A parameter that varies depending on the animal species of fibrin(ogen) is the ratio of the unfolded to folded contour lengths Lu/Lf. Both Lu and Lf depend on the number of amino acid residues in fibrin(ogen) which varies depending on the animal species. The γ chain of fibrin(ogen) shows the least variability among vertebrate species, the Bβ chains are more variable, and the Aα chains vary considerably. Rat Aα chains are small, horse Aα chains are longer, while lamprey Aα chains are the longest known [36]. Indeed, the most likely basis for some of the interspecies variations of fibrin mechanical properties is the species-dependent difference in the length of the αC region, the unstructured C-terminal portion of the fibrin(ogen) Aα-chain. This region is remarkably important due to its specific intra- and intermolecular interactions, including covalent enzymatic cross-linking, that may determine the spacing between protofibrils in a fibrin fiber and extensibility of a fibrin fiber [37]. The αC region also influences the ratio of contour lengths of monomeric fibrin in the unfolded and folded states, and could affect the free energy difference between the folded and unfolded conformations of a fibrin molecule, which in turn affects the thermodynamic stability. For example, it is known that lamprey fibrinogen, which has the largest number of residues in the αC region, denatures at 31°C, salmon fibrinogen denatures at 45°C, while mammalian fibrinogen denatures at 56°C [38]. It has also been shown recently that the extensibility of a single fibrin fiber correlates with the length of tandem repeats in the αC region – chicken fibrin with no tandem repeats is the least extensible, while human fibrin with 128 residues in the tandem repeat region is more extensible than mouse fibrin which has 60 residues in the tandem repeat region [37].
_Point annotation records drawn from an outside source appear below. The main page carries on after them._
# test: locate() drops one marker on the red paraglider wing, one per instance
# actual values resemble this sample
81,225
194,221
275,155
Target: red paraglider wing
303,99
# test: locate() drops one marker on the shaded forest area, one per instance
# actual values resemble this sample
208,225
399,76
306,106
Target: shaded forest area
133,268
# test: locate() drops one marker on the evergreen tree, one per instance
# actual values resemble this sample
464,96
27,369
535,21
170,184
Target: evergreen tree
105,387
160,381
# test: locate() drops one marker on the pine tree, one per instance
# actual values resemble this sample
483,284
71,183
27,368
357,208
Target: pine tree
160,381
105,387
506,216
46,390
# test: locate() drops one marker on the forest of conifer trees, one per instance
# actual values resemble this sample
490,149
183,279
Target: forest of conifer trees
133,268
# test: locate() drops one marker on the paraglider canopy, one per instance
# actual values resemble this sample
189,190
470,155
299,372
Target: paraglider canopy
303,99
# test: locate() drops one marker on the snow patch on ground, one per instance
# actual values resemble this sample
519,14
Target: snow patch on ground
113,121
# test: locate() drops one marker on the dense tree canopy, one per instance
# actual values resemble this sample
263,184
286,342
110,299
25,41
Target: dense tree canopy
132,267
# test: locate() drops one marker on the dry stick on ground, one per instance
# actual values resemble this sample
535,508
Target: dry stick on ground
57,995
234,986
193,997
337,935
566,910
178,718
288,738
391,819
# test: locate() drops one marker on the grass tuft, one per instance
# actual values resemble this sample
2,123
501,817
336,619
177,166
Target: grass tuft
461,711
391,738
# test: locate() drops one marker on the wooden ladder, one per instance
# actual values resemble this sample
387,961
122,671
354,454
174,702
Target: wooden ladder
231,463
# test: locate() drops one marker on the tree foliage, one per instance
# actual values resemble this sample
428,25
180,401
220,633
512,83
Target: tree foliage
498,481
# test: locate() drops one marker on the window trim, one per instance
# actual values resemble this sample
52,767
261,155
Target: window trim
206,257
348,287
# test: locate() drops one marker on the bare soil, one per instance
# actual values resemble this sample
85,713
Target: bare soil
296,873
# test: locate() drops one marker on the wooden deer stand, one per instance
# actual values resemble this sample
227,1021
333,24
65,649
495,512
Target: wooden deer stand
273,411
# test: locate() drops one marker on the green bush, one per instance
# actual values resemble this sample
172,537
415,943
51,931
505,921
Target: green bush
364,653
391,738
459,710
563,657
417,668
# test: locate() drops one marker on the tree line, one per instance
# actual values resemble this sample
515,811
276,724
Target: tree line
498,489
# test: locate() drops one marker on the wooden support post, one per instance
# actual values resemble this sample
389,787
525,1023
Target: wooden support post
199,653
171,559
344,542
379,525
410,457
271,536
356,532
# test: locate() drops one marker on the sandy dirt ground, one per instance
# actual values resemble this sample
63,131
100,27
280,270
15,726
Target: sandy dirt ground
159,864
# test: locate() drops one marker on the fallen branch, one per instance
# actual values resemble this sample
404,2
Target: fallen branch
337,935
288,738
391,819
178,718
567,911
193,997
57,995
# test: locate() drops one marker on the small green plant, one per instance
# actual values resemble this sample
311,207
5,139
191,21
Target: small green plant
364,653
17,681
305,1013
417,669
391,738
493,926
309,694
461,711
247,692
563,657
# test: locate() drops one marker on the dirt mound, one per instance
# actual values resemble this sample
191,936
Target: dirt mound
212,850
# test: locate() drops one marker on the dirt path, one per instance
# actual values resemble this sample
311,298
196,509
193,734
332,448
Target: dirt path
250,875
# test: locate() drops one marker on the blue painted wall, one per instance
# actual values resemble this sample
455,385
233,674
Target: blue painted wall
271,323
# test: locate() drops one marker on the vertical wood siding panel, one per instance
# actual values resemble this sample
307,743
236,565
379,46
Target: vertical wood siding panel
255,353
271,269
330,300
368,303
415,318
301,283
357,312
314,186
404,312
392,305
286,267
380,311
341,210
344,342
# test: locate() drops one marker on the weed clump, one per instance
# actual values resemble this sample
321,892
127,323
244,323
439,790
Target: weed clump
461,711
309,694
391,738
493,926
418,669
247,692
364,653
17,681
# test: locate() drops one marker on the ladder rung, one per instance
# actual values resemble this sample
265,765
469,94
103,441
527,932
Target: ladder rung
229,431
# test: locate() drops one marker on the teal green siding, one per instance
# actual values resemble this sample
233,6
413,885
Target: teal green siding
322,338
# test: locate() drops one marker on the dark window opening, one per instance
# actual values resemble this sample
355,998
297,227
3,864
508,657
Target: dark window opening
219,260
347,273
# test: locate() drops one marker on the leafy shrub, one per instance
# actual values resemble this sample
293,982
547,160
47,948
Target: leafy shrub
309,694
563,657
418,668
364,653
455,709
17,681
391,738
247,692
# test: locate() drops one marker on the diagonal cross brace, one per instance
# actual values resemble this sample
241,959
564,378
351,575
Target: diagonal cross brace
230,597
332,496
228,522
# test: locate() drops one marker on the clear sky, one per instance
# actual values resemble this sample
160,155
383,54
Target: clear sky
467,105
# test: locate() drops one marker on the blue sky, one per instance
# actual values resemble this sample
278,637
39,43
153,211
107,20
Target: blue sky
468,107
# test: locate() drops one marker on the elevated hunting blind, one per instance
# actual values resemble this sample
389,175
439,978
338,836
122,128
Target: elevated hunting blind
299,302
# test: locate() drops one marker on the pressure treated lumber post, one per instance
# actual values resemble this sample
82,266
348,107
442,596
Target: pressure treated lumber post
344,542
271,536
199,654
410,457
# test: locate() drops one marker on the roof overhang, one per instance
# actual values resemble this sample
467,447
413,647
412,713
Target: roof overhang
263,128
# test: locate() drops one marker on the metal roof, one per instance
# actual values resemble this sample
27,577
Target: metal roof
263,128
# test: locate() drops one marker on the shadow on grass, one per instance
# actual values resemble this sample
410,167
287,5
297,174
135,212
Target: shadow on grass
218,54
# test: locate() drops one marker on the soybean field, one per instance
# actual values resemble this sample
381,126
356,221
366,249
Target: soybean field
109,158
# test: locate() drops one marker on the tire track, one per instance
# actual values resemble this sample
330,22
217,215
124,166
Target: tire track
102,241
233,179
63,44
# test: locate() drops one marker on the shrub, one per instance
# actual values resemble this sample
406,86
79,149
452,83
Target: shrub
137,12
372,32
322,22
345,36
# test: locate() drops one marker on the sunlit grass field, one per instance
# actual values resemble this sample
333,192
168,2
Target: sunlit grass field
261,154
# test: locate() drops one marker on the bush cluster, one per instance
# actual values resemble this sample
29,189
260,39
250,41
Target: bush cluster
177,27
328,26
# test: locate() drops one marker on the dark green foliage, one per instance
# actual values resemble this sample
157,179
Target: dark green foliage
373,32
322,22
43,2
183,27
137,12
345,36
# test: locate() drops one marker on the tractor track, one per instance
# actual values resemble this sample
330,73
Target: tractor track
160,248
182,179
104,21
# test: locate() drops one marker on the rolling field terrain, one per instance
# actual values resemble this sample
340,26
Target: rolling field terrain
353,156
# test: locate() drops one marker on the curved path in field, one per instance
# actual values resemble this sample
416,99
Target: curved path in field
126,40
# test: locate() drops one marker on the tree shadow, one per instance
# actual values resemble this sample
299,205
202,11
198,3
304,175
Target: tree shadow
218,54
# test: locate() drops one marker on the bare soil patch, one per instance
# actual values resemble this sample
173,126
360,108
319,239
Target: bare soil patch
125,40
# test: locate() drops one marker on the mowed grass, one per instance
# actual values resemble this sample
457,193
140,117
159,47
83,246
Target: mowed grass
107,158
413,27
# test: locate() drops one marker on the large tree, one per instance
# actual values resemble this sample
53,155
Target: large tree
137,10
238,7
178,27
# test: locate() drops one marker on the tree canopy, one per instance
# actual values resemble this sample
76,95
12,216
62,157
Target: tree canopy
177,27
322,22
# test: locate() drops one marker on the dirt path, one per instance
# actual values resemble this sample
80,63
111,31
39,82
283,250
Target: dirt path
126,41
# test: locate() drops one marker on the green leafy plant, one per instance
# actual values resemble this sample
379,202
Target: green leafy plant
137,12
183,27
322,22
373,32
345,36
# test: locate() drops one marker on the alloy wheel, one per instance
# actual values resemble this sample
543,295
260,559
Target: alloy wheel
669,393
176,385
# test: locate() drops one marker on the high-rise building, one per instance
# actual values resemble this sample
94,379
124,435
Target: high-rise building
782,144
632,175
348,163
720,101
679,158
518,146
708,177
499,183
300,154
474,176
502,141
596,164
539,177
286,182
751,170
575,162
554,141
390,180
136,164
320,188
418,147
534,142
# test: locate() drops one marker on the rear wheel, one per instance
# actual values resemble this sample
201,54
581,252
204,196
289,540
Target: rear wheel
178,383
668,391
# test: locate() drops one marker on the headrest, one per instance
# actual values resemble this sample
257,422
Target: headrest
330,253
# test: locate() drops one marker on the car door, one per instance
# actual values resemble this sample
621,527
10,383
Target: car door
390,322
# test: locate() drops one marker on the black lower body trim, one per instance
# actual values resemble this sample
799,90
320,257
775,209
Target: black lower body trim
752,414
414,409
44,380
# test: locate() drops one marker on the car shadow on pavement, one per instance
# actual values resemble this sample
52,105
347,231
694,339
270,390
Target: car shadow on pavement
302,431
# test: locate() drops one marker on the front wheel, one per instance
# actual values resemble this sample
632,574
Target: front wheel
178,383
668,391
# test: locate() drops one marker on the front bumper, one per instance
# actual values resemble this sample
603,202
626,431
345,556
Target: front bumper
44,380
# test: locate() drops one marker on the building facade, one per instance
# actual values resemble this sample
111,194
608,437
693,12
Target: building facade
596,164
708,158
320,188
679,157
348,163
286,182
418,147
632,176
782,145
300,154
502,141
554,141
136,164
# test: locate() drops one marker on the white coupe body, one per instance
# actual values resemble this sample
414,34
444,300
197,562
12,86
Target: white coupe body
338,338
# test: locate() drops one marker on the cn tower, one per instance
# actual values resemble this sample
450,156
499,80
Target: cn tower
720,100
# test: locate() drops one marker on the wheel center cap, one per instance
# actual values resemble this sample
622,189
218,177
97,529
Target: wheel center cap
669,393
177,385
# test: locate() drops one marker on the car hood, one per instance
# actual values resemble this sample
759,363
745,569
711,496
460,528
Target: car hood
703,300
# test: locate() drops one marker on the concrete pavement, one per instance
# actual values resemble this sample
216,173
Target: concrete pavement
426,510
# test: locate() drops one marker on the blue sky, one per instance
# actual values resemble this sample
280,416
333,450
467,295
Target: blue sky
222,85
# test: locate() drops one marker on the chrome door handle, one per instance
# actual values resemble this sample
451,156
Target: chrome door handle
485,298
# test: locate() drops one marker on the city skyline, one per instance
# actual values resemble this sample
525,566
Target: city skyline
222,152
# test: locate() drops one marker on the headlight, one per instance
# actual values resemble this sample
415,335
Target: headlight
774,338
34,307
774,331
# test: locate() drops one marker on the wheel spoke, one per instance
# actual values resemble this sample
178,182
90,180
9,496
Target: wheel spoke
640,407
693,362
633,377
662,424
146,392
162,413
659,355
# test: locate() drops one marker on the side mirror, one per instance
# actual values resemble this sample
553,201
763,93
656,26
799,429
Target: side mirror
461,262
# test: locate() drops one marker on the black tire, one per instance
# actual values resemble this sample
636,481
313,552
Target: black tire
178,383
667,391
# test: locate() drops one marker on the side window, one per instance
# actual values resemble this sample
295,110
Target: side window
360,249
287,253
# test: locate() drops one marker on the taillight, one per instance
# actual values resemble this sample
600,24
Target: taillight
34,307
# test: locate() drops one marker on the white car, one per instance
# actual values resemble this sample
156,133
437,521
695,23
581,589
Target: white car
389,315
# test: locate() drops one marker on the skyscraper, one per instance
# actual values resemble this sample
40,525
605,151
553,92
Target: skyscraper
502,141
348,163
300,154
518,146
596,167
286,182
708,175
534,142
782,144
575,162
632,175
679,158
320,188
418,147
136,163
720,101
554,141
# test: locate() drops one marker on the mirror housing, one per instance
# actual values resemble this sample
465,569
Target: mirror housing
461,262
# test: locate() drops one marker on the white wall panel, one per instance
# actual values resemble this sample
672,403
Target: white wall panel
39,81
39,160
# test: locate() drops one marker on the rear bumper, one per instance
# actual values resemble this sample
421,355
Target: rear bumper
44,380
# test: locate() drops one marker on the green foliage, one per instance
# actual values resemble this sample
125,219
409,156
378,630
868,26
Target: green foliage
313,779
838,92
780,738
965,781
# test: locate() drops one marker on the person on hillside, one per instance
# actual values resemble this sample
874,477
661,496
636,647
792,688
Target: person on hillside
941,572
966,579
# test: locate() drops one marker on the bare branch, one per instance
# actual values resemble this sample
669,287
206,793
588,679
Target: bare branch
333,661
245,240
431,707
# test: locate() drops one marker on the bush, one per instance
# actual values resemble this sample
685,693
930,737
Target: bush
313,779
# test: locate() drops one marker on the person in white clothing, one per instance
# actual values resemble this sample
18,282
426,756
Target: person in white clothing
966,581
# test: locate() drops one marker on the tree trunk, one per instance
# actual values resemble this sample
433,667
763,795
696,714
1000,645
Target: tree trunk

We have determined how the parameter Lu/Lf affects the mechanical behavior while all other parameters are kept fixed. In figure 9 we show how the length of the Aα-chain of fibrinogen varies in various species. If we assume that the length of the coiled-coil remains fixed at about 23nm and that each residue in the αC region contributes about 0.36nm to the unfolded contour length, then Lu would be 296.6nm for lamprey, 163.4nm for human, 147.2nm for bovine and 127.8nm for chicken fibrinogen. We have used Lu/Lf = 2.1 for human fibrinogen to fit the macroscopic stress-stretch data, so the corresponding values of Lu/Lf for the other species would be 3.8 for lamprey, 1.9 for bovine, and 1.65 for chicken. In general, we expect that the parameters Δ∏ and Δz should also increase as the length of the αC regions increases. The reason is as follows. The unstructured region is likely in a high entropy ‘blob’ state when no forces are applied on it. In order to stretch it to a low entropy elongated state (say 0.3 times the contour length, where worm like chain behavior kicks in), we need to supply some energy. This energy is what we interpret as Δ∏ and we expect it to increase as the length of the unstructured region increases. The distance Δz between the wells corresponding to the ‘blob’ state and elongated state will also increase as the length of the unstructured region increases. The exact functional dependence of Δ∏ and Δz would be determined by a multitude of interactions, such as, electrostatics, excluded volume, confinement within the fibers, etc., and is impossible to predict. So, we cannot make quantitative predictions for stress-stretch behavior, compressibility, etc. But, we can generate qualitative trends as a function of Lu/Lf, and this is what we have done in figure 9. The results suggest that if the same stress-stretch experiment as in Brown et al. [2] was performed on fibrin from different species then (a) the stiffness at each value of the stretch will increase as length of the αC region decreases, (b) the maximum value of the stretch before rupture will increase as the length of the αC region increases (as shown in Falvo et al. [37] for a single fiber), (c) the radius of the cylindrical specimen will decrease faster as the length of the αC region decreases, and (d) the peak in negative compressibility will be sharper as the length of the αC region decreases.

Figure 9.

Figure 9

The effects of changing Lu/Lf. (a) Interspecies variability of the C-terminal part of fibrinogen’s Aα chain named the αC region. Black portion shows the α-helical segment of the Aα chain, white portion indicates the αC region. The ratio Lu/Lf could change depending on the animal species fibrin is derived from. In the figures, the values of Lu/Lf for each curve appear next to the arrows. (b) Larger stretches are seen at the same force with increasing Lu/Lf. (c) Hence, unfolding of fibrin molecules occurs at higher stretches as well. (d) The variation in fibrin network compressibility as a function of stretch with increasing Lu/Lf mirrors its variation with increasing Δ∏.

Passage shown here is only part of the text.